Irmãos e irmãs, a nossa esperança chama-se Jesus. Ele entrou no túmulo do nosso pecado, chegou ao ponto mais distante onde andávamos perdidos, percorreu os passos emaranhados dos nossos medos, carregou o peso das nossas opressões e, dos abismos mais escuros da nossa morte, despertou-nos para a vida transformando o nosso luto em dança. Façamos Páscoa com Cristo! Ele está vivo e ainda hoje passa, transforma e liberta. Com Ele, o mal já não tem poder, o fracasso não pode impedir-nos de recomeçar, a morte torna-se passagem para o início duma nova vida. Porque com Jesus, o Ressuscitado, nenhuma noite é infinita; e mesmo na escuridão mais densa, nesta escuridão brilha a estrela da manhã.

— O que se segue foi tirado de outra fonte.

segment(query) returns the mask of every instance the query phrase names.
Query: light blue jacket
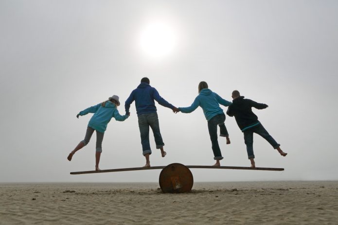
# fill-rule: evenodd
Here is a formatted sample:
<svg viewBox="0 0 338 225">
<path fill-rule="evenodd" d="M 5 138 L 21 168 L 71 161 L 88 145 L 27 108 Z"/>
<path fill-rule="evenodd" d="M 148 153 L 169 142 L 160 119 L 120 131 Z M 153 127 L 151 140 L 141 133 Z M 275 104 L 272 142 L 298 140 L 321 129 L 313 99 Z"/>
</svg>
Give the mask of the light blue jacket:
<svg viewBox="0 0 338 225">
<path fill-rule="evenodd" d="M 114 117 L 118 121 L 124 121 L 129 117 L 125 115 L 121 116 L 116 108 L 116 105 L 108 101 L 106 103 L 105 107 L 101 104 L 89 107 L 80 112 L 79 114 L 84 116 L 88 113 L 94 113 L 89 121 L 88 126 L 101 133 L 104 133 L 107 128 L 107 125 L 111 118 Z"/>
<path fill-rule="evenodd" d="M 231 104 L 231 102 L 222 99 L 210 89 L 204 88 L 201 90 L 199 94 L 197 95 L 190 106 L 180 107 L 178 109 L 183 113 L 190 113 L 197 107 L 201 106 L 204 113 L 205 118 L 209 121 L 216 115 L 224 113 L 223 109 L 219 107 L 219 104 L 225 106 L 229 106 Z"/>
</svg>

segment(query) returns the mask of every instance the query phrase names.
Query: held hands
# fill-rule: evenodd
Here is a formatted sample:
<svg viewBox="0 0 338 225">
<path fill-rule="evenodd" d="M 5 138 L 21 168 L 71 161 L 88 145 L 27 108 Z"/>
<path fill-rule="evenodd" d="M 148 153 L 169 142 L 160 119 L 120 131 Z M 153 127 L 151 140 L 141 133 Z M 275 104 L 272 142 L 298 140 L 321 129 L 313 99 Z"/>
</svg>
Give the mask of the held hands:
<svg viewBox="0 0 338 225">
<path fill-rule="evenodd" d="M 174 113 L 177 113 L 178 112 L 179 112 L 179 109 L 178 109 L 178 108 L 176 108 L 176 107 L 174 107 L 173 109 L 173 112 Z"/>
</svg>

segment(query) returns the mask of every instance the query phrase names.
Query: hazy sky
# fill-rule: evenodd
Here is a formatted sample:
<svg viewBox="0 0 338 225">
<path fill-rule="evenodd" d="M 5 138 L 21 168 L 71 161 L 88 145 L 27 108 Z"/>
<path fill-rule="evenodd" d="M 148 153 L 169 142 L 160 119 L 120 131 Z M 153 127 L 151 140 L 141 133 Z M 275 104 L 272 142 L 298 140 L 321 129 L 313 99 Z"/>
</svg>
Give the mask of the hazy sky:
<svg viewBox="0 0 338 225">
<path fill-rule="evenodd" d="M 254 112 L 288 155 L 254 135 L 256 166 L 285 171 L 192 169 L 195 181 L 338 179 L 337 12 L 334 0 L 1 0 L 0 182 L 157 182 L 160 170 L 70 175 L 94 169 L 95 134 L 66 158 L 91 116 L 76 114 L 114 94 L 124 114 L 144 76 L 178 107 L 201 81 L 227 100 L 236 89 L 269 105 Z M 167 155 L 151 132 L 152 166 L 213 165 L 202 109 L 156 105 Z M 108 124 L 101 169 L 144 164 L 135 104 L 131 113 Z M 225 123 L 221 165 L 249 166 L 234 119 Z"/>
</svg>

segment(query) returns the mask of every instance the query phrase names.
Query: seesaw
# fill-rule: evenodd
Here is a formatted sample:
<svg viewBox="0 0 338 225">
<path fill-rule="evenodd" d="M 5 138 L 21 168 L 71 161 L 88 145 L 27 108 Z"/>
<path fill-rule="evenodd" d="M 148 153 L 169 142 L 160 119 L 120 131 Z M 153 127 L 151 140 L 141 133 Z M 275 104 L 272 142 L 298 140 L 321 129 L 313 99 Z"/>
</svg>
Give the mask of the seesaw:
<svg viewBox="0 0 338 225">
<path fill-rule="evenodd" d="M 183 193 L 190 191 L 194 184 L 193 174 L 189 168 L 198 169 L 228 169 L 232 170 L 248 170 L 282 171 L 284 168 L 270 168 L 267 167 L 246 167 L 241 166 L 185 166 L 180 163 L 172 163 L 167 166 L 153 166 L 151 167 L 134 167 L 130 168 L 102 170 L 99 171 L 89 171 L 71 172 L 71 174 L 100 173 L 102 173 L 119 172 L 161 169 L 160 173 L 160 187 L 164 193 Z"/>
</svg>

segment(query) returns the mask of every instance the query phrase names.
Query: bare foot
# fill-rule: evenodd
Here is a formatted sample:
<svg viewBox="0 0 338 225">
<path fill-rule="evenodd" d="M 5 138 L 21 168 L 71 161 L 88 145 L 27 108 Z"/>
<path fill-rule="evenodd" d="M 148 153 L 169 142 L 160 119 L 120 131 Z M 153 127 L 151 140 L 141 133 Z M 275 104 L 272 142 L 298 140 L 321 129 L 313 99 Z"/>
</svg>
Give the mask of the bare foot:
<svg viewBox="0 0 338 225">
<path fill-rule="evenodd" d="M 69 154 L 68 155 L 68 157 L 67 157 L 67 159 L 68 159 L 68 161 L 71 161 L 71 158 L 73 157 L 73 154 L 71 153 Z"/>
<path fill-rule="evenodd" d="M 230 142 L 230 139 L 229 138 L 227 137 L 227 144 L 229 144 L 231 143 L 231 142 Z"/>
<path fill-rule="evenodd" d="M 255 160 L 253 159 L 253 158 L 251 158 L 250 159 L 250 162 L 251 162 L 251 166 L 250 167 L 252 168 L 256 167 L 256 165 L 255 164 Z"/>
</svg>

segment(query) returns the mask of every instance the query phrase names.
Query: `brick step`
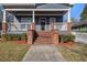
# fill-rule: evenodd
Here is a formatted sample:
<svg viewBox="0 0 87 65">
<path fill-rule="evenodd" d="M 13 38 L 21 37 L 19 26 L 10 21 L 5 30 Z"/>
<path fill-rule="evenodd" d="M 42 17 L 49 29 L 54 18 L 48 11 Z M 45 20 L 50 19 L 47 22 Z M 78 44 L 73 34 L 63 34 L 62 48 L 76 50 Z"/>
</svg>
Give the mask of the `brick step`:
<svg viewBox="0 0 87 65">
<path fill-rule="evenodd" d="M 34 43 L 35 44 L 51 44 L 52 43 L 51 41 L 52 41 L 51 37 L 37 37 Z"/>
<path fill-rule="evenodd" d="M 37 32 L 39 36 L 51 36 L 51 32 Z"/>
</svg>

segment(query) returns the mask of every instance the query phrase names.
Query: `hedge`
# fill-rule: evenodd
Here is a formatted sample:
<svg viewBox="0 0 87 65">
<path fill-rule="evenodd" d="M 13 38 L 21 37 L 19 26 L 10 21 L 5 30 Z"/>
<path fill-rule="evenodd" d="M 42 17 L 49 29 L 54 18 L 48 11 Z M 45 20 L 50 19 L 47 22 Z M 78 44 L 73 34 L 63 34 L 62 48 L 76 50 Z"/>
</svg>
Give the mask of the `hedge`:
<svg viewBox="0 0 87 65">
<path fill-rule="evenodd" d="M 2 34 L 3 41 L 18 41 L 18 40 L 28 40 L 25 33 L 23 34 Z"/>
</svg>

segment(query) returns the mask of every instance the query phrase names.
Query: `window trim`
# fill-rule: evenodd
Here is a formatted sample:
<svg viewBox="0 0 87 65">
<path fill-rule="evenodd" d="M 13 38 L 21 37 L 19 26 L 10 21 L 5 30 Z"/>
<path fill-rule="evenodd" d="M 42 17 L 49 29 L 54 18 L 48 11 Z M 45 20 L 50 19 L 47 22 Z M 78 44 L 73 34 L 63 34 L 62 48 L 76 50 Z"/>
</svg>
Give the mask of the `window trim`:
<svg viewBox="0 0 87 65">
<path fill-rule="evenodd" d="M 54 19 L 54 21 L 51 21 L 51 19 L 52 20 Z M 56 22 L 56 18 L 50 18 L 50 22 Z"/>
</svg>

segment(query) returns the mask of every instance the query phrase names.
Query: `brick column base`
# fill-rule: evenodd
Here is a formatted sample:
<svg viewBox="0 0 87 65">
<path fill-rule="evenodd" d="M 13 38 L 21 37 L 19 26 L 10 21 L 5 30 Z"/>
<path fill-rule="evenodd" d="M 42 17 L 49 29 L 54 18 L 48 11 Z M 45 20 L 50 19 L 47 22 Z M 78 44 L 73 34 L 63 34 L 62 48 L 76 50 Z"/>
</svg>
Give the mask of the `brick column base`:
<svg viewBox="0 0 87 65">
<path fill-rule="evenodd" d="M 52 33 L 52 40 L 54 45 L 59 44 L 59 32 L 58 31 L 53 31 Z"/>
<path fill-rule="evenodd" d="M 33 30 L 28 31 L 28 44 L 33 44 Z"/>
<path fill-rule="evenodd" d="M 2 34 L 7 34 L 7 23 L 2 22 Z"/>
<path fill-rule="evenodd" d="M 72 22 L 67 22 L 67 34 L 70 34 Z"/>
<path fill-rule="evenodd" d="M 35 30 L 35 22 L 32 22 L 32 29 L 31 30 Z"/>
<path fill-rule="evenodd" d="M 54 30 L 54 29 L 53 29 L 53 23 L 51 22 L 50 25 L 51 25 L 51 26 L 50 26 L 51 31 L 53 31 L 53 30 Z"/>
</svg>

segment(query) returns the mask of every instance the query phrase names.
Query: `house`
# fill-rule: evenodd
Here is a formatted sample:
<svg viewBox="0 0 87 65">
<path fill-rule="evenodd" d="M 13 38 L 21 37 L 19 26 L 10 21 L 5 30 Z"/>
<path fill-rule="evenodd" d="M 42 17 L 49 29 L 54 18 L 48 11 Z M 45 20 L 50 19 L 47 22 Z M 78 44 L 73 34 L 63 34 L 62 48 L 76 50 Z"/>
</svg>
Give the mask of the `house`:
<svg viewBox="0 0 87 65">
<path fill-rule="evenodd" d="M 72 30 L 75 32 L 87 32 L 87 20 L 81 20 L 72 24 Z"/>
<path fill-rule="evenodd" d="M 26 33 L 28 30 L 36 33 L 54 30 L 70 33 L 70 6 L 67 3 L 6 3 L 2 6 L 4 8 L 2 34 Z M 66 22 L 64 22 L 65 14 L 67 14 Z"/>
</svg>

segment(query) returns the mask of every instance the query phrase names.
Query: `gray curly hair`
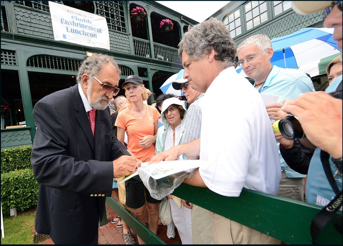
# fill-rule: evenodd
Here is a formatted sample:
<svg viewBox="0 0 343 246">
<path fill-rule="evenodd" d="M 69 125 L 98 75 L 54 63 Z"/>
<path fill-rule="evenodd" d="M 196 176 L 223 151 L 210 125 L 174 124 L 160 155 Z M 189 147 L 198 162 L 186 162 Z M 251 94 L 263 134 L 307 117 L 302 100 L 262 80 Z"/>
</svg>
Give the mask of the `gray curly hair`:
<svg viewBox="0 0 343 246">
<path fill-rule="evenodd" d="M 93 56 L 87 57 L 81 63 L 76 77 L 76 82 L 82 83 L 82 75 L 85 73 L 90 75 L 97 75 L 107 64 L 113 65 L 113 68 L 120 75 L 121 71 L 113 57 L 103 54 L 93 53 Z"/>
<path fill-rule="evenodd" d="M 178 55 L 182 59 L 184 51 L 192 60 L 198 61 L 212 48 L 217 53 L 214 59 L 220 61 L 223 67 L 236 67 L 236 48 L 230 32 L 222 22 L 211 17 L 189 27 L 179 43 Z"/>
<path fill-rule="evenodd" d="M 264 51 L 264 53 L 267 52 L 265 50 L 272 47 L 272 41 L 268 36 L 264 34 L 256 34 L 250 36 L 239 44 L 237 48 L 237 52 L 244 47 L 252 44 L 257 46 L 260 50 Z"/>
</svg>

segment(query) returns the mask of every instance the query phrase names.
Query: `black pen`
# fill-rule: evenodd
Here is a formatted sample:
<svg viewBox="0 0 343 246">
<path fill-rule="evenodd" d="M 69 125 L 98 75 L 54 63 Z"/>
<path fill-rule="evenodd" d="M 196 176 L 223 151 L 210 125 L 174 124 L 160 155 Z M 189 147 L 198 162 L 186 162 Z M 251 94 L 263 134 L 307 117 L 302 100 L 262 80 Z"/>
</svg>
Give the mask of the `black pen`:
<svg viewBox="0 0 343 246">
<path fill-rule="evenodd" d="M 130 154 L 129 154 L 129 155 L 126 155 L 126 154 L 124 154 L 124 152 L 123 152 L 123 151 L 121 150 L 121 149 L 119 149 L 119 152 L 121 154 L 121 155 L 122 155 L 122 156 L 131 156 L 131 155 L 130 155 Z M 136 170 L 138 170 L 138 169 L 137 168 L 137 167 L 136 167 Z"/>
</svg>

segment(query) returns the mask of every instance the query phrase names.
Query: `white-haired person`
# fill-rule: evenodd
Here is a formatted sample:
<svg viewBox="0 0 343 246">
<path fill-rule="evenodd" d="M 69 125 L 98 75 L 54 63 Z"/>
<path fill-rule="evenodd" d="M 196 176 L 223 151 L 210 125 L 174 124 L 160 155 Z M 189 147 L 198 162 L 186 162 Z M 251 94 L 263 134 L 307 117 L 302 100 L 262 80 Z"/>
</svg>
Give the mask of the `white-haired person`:
<svg viewBox="0 0 343 246">
<path fill-rule="evenodd" d="M 149 161 L 155 155 L 155 143 L 158 128 L 157 119 L 159 113 L 154 107 L 143 102 L 149 94 L 142 79 L 137 75 L 125 79 L 122 88 L 130 105 L 118 114 L 115 125 L 118 127 L 118 140 L 124 144 L 125 132 L 128 136 L 127 147 L 140 161 Z M 133 216 L 143 224 L 145 217 L 145 198 L 149 215 L 150 230 L 157 234 L 158 223 L 158 205 L 161 201 L 151 197 L 143 182 L 134 179 L 125 182 L 126 205 L 132 209 Z M 123 231 L 123 233 L 125 232 Z M 144 242 L 139 237 L 140 244 Z"/>
<path fill-rule="evenodd" d="M 280 119 L 277 113 L 285 99 L 293 99 L 301 93 L 315 91 L 311 78 L 304 72 L 272 65 L 270 59 L 274 50 L 270 39 L 265 35 L 257 34 L 248 38 L 238 46 L 237 53 L 237 64 L 254 79 L 254 86 L 259 93 L 278 97 L 276 102 L 265 106 L 272 123 Z M 279 149 L 280 143 L 275 142 Z M 282 175 L 277 195 L 304 201 L 306 175 L 289 168 L 280 151 L 279 158 Z"/>
<path fill-rule="evenodd" d="M 181 154 L 200 157 L 202 164 L 184 183 L 228 197 L 239 196 L 244 187 L 276 194 L 281 170 L 270 121 L 258 92 L 235 70 L 236 49 L 228 29 L 210 18 L 190 27 L 179 47 L 184 78 L 194 89 L 206 93 L 200 103 L 200 137 L 161 152 L 150 163 L 175 160 Z M 214 107 L 214 102 L 223 107 Z M 214 244 L 281 243 L 219 214 L 211 216 Z"/>
</svg>

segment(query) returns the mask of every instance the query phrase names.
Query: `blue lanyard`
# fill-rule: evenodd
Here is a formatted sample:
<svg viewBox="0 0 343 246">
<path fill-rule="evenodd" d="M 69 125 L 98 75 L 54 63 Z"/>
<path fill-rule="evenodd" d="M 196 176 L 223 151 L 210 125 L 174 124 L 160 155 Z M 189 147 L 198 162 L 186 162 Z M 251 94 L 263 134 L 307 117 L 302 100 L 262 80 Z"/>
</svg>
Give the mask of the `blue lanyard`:
<svg viewBox="0 0 343 246">
<path fill-rule="evenodd" d="M 269 76 L 269 74 L 270 74 L 270 72 L 271 72 L 272 71 L 272 70 L 273 70 L 273 66 L 272 66 L 272 69 L 270 70 L 270 71 L 269 71 L 269 72 L 268 73 L 268 75 L 267 75 L 267 77 L 265 78 L 265 80 L 264 81 L 264 82 L 263 82 L 263 84 L 262 84 L 262 85 L 260 87 L 260 89 L 258 90 L 258 93 L 261 93 L 261 90 L 262 89 L 262 87 L 263 87 L 263 86 L 264 85 L 264 83 L 265 83 L 265 82 L 267 81 L 267 79 L 268 78 L 268 76 Z"/>
</svg>

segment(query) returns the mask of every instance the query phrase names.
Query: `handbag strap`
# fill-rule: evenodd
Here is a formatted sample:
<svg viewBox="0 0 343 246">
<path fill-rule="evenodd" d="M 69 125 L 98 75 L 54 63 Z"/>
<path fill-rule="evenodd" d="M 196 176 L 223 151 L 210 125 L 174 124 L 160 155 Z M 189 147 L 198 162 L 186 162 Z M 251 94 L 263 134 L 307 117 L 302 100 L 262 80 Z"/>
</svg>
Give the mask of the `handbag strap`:
<svg viewBox="0 0 343 246">
<path fill-rule="evenodd" d="M 330 221 L 331 218 L 342 206 L 342 190 L 340 191 L 337 184 L 336 183 L 332 175 L 329 158 L 330 155 L 323 150 L 320 151 L 320 160 L 321 161 L 324 172 L 326 177 L 329 181 L 330 185 L 336 194 L 336 196 L 328 205 L 315 217 L 311 223 L 311 236 L 312 239 L 312 244 L 316 244 L 316 239 L 324 227 Z M 336 230 L 341 233 L 339 227 L 335 226 Z"/>
</svg>

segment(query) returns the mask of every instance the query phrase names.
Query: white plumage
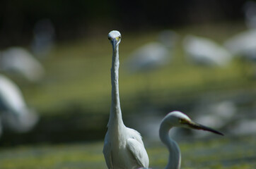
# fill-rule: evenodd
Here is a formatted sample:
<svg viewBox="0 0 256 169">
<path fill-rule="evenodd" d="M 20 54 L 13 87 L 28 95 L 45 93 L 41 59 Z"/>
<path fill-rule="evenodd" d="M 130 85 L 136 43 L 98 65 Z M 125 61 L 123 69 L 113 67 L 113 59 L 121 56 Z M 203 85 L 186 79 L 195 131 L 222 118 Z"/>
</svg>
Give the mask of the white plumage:
<svg viewBox="0 0 256 169">
<path fill-rule="evenodd" d="M 0 113 L 3 125 L 16 132 L 28 132 L 38 120 L 37 115 L 28 108 L 18 86 L 1 75 Z"/>
<path fill-rule="evenodd" d="M 31 82 L 40 80 L 45 75 L 41 63 L 22 47 L 8 48 L 0 56 L 1 70 L 20 74 Z"/>
<path fill-rule="evenodd" d="M 256 61 L 256 29 L 234 35 L 225 42 L 224 46 L 234 55 Z"/>
<path fill-rule="evenodd" d="M 127 127 L 122 118 L 118 87 L 118 48 L 121 35 L 118 31 L 113 30 L 109 33 L 108 39 L 112 44 L 113 55 L 111 68 L 111 108 L 103 148 L 106 164 L 109 169 L 148 168 L 149 156 L 140 134 Z"/>
<path fill-rule="evenodd" d="M 178 35 L 171 30 L 159 34 L 159 42 L 150 42 L 143 45 L 128 56 L 125 65 L 129 72 L 149 71 L 168 63 L 173 57 L 172 50 Z"/>
<path fill-rule="evenodd" d="M 231 61 L 231 54 L 209 39 L 187 35 L 183 42 L 186 56 L 193 63 L 205 65 L 225 66 Z"/>
</svg>

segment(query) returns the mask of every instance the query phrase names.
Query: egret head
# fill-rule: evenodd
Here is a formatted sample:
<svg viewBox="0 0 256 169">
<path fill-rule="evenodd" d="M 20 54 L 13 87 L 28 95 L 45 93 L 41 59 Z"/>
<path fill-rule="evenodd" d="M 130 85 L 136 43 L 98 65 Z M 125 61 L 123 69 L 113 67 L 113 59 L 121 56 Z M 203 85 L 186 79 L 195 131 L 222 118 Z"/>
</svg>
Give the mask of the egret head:
<svg viewBox="0 0 256 169">
<path fill-rule="evenodd" d="M 117 30 L 112 30 L 108 34 L 108 39 L 113 48 L 115 48 L 121 42 L 121 34 Z"/>
<path fill-rule="evenodd" d="M 190 129 L 197 129 L 197 130 L 203 130 L 209 132 L 211 132 L 213 133 L 223 135 L 222 133 L 208 127 L 206 126 L 198 124 L 197 123 L 193 122 L 187 115 L 184 114 L 180 111 L 173 111 L 169 113 L 166 116 L 163 118 L 163 121 L 166 121 L 166 123 L 170 126 L 173 127 L 182 127 L 185 128 Z"/>
</svg>

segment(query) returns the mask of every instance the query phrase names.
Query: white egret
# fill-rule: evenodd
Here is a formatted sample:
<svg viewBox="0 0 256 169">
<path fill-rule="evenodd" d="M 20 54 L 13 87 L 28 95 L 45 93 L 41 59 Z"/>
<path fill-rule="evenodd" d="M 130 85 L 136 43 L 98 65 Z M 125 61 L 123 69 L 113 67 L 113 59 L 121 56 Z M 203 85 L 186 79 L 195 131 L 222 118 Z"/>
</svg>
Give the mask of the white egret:
<svg viewBox="0 0 256 169">
<path fill-rule="evenodd" d="M 165 65 L 173 58 L 173 48 L 178 37 L 175 32 L 165 30 L 159 34 L 159 42 L 152 42 L 136 49 L 125 62 L 129 71 L 147 72 Z"/>
<path fill-rule="evenodd" d="M 224 46 L 234 55 L 256 61 L 256 29 L 242 32 L 229 38 Z"/>
<path fill-rule="evenodd" d="M 111 68 L 112 101 L 103 154 L 109 169 L 135 169 L 149 167 L 149 156 L 141 134 L 127 127 L 122 119 L 118 87 L 119 44 L 121 34 L 116 30 L 108 34 L 112 45 Z"/>
<path fill-rule="evenodd" d="M 203 130 L 223 135 L 222 133 L 206 126 L 193 122 L 187 115 L 180 111 L 172 111 L 163 119 L 159 129 L 159 137 L 169 151 L 169 160 L 165 169 L 180 169 L 181 153 L 177 142 L 169 137 L 169 130 L 173 127 Z M 142 168 L 141 168 L 142 169 Z M 146 168 L 144 168 L 146 169 Z"/>
<path fill-rule="evenodd" d="M 42 64 L 25 49 L 10 47 L 0 54 L 0 69 L 14 72 L 31 82 L 37 82 L 45 75 Z"/>
<path fill-rule="evenodd" d="M 38 121 L 38 115 L 28 108 L 18 86 L 2 75 L 0 75 L 0 113 L 2 125 L 18 132 L 29 131 Z"/>
<path fill-rule="evenodd" d="M 183 48 L 190 61 L 197 64 L 225 66 L 232 58 L 226 49 L 205 37 L 187 35 Z"/>
</svg>

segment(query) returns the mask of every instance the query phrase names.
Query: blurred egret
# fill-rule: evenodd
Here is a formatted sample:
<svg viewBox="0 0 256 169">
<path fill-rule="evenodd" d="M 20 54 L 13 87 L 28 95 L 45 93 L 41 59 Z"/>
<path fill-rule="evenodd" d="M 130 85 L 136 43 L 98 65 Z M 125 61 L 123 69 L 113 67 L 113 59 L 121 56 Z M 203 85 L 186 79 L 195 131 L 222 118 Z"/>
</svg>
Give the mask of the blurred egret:
<svg viewBox="0 0 256 169">
<path fill-rule="evenodd" d="M 31 82 L 37 82 L 45 75 L 42 64 L 25 49 L 10 47 L 0 54 L 0 69 L 14 72 Z"/>
<path fill-rule="evenodd" d="M 27 107 L 17 85 L 2 75 L 0 75 L 0 113 L 2 125 L 16 132 L 28 132 L 38 120 L 37 115 Z"/>
<path fill-rule="evenodd" d="M 149 71 L 170 62 L 178 35 L 172 30 L 165 30 L 159 34 L 158 39 L 159 42 L 146 44 L 128 56 L 125 65 L 129 72 Z"/>
<path fill-rule="evenodd" d="M 234 55 L 256 61 L 256 29 L 234 35 L 225 42 L 224 46 Z"/>
<path fill-rule="evenodd" d="M 193 122 L 189 117 L 180 111 L 169 113 L 163 119 L 159 129 L 159 137 L 162 142 L 169 150 L 169 160 L 165 169 L 180 168 L 181 154 L 178 144 L 169 137 L 169 130 L 173 127 L 203 130 L 215 134 L 223 135 L 222 133 Z"/>
<path fill-rule="evenodd" d="M 121 34 L 116 30 L 108 34 L 112 45 L 111 68 L 112 101 L 103 154 L 108 168 L 136 169 L 149 167 L 149 156 L 141 134 L 127 127 L 122 119 L 118 89 L 119 44 Z"/>
<path fill-rule="evenodd" d="M 181 153 L 179 146 L 169 137 L 169 130 L 173 127 L 181 127 L 190 129 L 203 130 L 223 135 L 222 133 L 193 122 L 187 115 L 180 111 L 172 111 L 163 119 L 159 129 L 159 137 L 169 150 L 168 163 L 165 169 L 180 169 L 181 163 Z M 142 168 L 141 168 L 142 169 Z M 146 169 L 146 168 L 144 168 Z"/>
<path fill-rule="evenodd" d="M 197 64 L 224 66 L 232 58 L 226 49 L 205 37 L 188 35 L 184 39 L 183 47 L 188 58 Z"/>
</svg>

Nesta escuridão que estais a viver, Senhor Prefeito, Senhoras e Senhores Parlamentares, a escuridão tenebrosa da guerra, da crueldade, todos nós rezamos. Rezamos convosco e por vós, nesta noite. Rezamos por tantos sofrimentos. Nós podemos oferecer-vos somente a nossa companhia, a nossa oração e dizer-vos: “Coragem! Vos acompanhamos!” E também anunciar-vos a grande realidade que é celebrada hoje: Christós Voskrés! (Cristo ressuscitou!)